The Indexing based on Multiple Visual Dictionaries for Object Based Image Retrieval
Heng Qi, Milos Stojmenovic, Keqiu Li and Zhiyang Li
This paper focuses on the problem of Object Based Image Retrieval (OBIR) where the goal is to search for the images containing the same object shown in the query image. The state-of-the-art approaches of large scale OBIR are based on the bag of visual words model. In the bag of visual words model, k-means clustering is performed on the space of feature descriptors to build a visual vocabulary for vector quantization, thereby we can get an inverted file indexing for fast retrieval. However, traditional k-means clustering is difficult to scale to large vocabularies. Although the approximate k-means clustering algorithm and the product quantization(PQ) are proposed to address this problem, the information loss in these methods decreases the performance of OBIR. To reduce information loss, we propose a novel approach to build multiple visual dictionaries indexing for large scale OBIR in this paper. Differing from existing methods, the proposed approach includes three novel contributions. Firstly, we use multiple visual vocabularies built in multiple sub-spaces for vector quantization instead of a single visual vocabulary. Secondly, visual dictionary indexing is proposed, which is more discriminative than inverted file indexing.
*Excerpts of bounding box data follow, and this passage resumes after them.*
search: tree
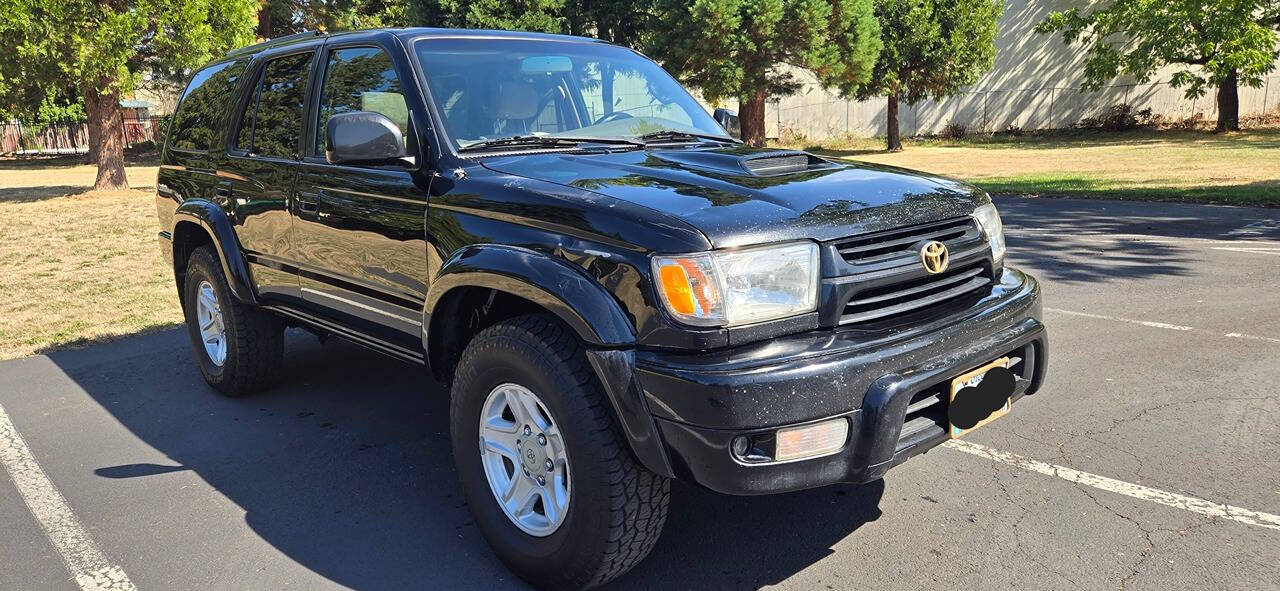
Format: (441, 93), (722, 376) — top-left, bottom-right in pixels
(1036, 0), (1280, 132)
(413, 0), (564, 33)
(0, 0), (257, 188)
(257, 0), (411, 38)
(856, 0), (1002, 151)
(644, 0), (881, 146)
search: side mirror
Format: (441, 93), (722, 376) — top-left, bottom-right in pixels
(712, 109), (742, 139)
(324, 111), (407, 164)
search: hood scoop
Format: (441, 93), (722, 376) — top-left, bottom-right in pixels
(742, 152), (812, 177)
(655, 150), (836, 177)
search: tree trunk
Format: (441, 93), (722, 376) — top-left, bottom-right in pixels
(84, 82), (129, 189)
(1216, 70), (1240, 132)
(737, 88), (767, 147)
(83, 90), (97, 164)
(884, 95), (902, 152)
(600, 64), (613, 115)
(257, 0), (271, 40)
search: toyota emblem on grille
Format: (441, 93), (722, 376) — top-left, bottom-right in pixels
(920, 240), (951, 275)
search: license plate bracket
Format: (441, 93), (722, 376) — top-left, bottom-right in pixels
(947, 357), (1018, 439)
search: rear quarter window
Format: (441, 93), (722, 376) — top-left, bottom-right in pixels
(169, 58), (248, 151)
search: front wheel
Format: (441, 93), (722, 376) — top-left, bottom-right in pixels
(183, 246), (284, 397)
(449, 315), (671, 588)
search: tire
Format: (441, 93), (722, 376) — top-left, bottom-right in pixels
(449, 315), (671, 588)
(183, 244), (284, 397)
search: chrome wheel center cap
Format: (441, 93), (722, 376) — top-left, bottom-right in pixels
(518, 437), (547, 473)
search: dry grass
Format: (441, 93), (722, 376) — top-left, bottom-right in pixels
(808, 128), (1280, 206)
(0, 161), (182, 358)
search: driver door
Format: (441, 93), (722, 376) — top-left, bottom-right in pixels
(293, 40), (430, 352)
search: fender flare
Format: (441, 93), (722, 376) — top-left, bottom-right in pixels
(173, 200), (257, 304)
(422, 244), (673, 477)
(422, 244), (636, 349)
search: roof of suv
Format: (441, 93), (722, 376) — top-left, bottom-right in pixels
(227, 27), (604, 58)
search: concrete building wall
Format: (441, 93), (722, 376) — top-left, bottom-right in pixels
(728, 0), (1280, 139)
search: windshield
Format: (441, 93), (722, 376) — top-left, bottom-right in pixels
(415, 38), (727, 147)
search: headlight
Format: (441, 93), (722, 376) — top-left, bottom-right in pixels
(653, 242), (818, 326)
(973, 203), (1005, 262)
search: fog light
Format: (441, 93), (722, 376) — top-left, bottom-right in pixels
(773, 418), (849, 462)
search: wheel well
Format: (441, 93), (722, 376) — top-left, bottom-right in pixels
(426, 287), (550, 384)
(173, 221), (214, 303)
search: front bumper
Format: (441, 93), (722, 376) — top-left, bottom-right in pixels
(635, 267), (1048, 495)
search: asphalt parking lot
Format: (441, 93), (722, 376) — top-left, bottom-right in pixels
(0, 198), (1280, 590)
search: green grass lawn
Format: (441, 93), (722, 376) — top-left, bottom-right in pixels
(791, 128), (1280, 207)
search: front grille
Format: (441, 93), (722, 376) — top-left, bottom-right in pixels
(836, 217), (982, 265)
(822, 216), (996, 329)
(840, 265), (991, 324)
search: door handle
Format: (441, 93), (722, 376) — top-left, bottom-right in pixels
(297, 192), (320, 214)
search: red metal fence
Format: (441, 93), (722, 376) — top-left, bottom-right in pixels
(0, 116), (169, 155)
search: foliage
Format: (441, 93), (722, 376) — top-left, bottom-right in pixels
(1036, 0), (1280, 130)
(858, 0), (1002, 105)
(0, 0), (259, 188)
(1075, 104), (1157, 132)
(941, 122), (969, 139)
(856, 0), (1004, 150)
(644, 0), (881, 143)
(1036, 0), (1280, 99)
(646, 0), (879, 101)
(257, 0), (413, 38)
(439, 0), (566, 33)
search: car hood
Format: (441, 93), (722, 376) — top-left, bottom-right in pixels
(485, 147), (988, 249)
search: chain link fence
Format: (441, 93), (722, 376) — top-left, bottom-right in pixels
(765, 75), (1280, 139)
(0, 116), (169, 156)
Thirdly, except for the TF-IDF weighting scheme, a new weighting scheme is introduced to compute the final scores of the relevance of an image to the query more accurately. To evaluate the proposed approach, we conduct experiments on public image datasets. The experimental results demonstrate very significant improvements over the state-of-the-art approaches on these datasets.
Keywords: Object based image retrieval, bag of visual words model, visual vocabulary, inverted file, visual dictionary.